Similar to a server side integration, a client side integration requires creating a PaymentGatewayAdapter but with these differences:

  • The adapter implements a PostAuth request to validate the transaction. The PostAuth request type ensures that the provided payment authorization token is valid. The client calls the Checkout Payment API with the requestType PostAuth, which in turn invokes the adapter with a commercepayments.PostAuthorizationRequest. That request provides the adapter with the amount, currency code, and payment token.  The adapter can then use this data to validate the transaction and provide a response..
  • A custom Checkout UI component (which may wrap or adapt a payment provider component).
  • A server-side call to fetch keys or configurations required to load the Checkout UI component. You use a standard Salesforce Apex Controller to bootstrap the client component.

A payment provider client typically manages the authorization and tokenization functions. In that case, the Commerce Payment Connect APIs required for client-side implementation are:

  • Capture
  • ReferencedRefund
  • AuthorizationReversal
  • PostAuth

The diagram depicts a high level view of a typical client-side integration.

Diagram of Client-side payment flow.When a shopper clicks Place Order:

  1. a. The Client Payment Controller initiates a payment transaction with the Payment Apex Controller and 1. b. The Payment Apex Controller initiates a transaction with the Payment Gateway.

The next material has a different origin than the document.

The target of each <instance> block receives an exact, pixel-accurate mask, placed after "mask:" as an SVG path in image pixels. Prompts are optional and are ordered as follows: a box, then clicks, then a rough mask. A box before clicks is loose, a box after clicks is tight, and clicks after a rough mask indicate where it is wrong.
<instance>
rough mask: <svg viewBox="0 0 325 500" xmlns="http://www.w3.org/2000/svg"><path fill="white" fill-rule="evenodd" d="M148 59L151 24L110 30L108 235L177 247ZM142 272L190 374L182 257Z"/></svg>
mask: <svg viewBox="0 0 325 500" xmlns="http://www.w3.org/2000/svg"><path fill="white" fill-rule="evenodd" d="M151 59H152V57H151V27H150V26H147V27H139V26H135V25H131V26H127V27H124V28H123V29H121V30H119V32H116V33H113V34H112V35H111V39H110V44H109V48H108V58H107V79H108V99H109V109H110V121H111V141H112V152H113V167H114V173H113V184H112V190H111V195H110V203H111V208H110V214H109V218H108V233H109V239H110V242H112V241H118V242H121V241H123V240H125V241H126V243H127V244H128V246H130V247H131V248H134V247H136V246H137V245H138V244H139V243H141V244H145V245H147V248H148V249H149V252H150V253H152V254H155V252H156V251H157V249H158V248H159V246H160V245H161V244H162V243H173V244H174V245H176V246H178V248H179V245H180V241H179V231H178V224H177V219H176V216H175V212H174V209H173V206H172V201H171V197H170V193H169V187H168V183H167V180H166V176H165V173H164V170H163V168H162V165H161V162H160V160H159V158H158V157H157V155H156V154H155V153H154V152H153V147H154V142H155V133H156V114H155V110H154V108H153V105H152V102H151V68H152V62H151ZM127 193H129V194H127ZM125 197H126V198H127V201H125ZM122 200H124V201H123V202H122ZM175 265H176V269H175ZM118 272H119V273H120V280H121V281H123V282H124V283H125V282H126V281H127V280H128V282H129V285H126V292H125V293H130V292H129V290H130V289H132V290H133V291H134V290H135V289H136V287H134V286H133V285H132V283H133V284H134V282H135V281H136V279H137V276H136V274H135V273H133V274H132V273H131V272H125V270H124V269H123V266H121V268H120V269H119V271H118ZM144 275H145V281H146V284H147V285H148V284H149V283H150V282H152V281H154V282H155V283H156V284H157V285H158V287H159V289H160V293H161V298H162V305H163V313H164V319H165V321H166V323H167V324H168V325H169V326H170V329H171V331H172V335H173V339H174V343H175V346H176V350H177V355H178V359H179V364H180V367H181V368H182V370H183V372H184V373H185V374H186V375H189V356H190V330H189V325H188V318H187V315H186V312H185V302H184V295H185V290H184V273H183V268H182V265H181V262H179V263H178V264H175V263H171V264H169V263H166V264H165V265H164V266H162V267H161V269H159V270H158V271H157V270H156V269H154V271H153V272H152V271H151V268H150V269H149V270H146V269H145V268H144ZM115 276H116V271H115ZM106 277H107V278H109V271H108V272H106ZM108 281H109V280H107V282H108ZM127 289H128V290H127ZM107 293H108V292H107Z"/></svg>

  2. The Client posts an authenticated and tokenized transaction to the Payment Gateway This is the client-to-gateway transaction that gives client side payments its name. Typically this is done with payment provider-built UI components.

  3. a. The UI client component calls the Checkout payment API with a requestType of PostAuth to validate the transaction and 3. b. The Apex Payment Adapter processes the PostAuth request, fetching the transaction details - including currency code, amount and account ID - from the gateway for verification. (See ConnectApi.PostAuthorizeRequest. ) The Apex implementation then returns the gateway auth code, gateway result code, Salesforce result code and the amount. If the payment is asynchronous and can’t be fully confirmed at 3. b, see Create a Custom Payment Component.

  4. In an asynchronous implementation, the Payment Gateway issues a web hook notification to affirm the transaction.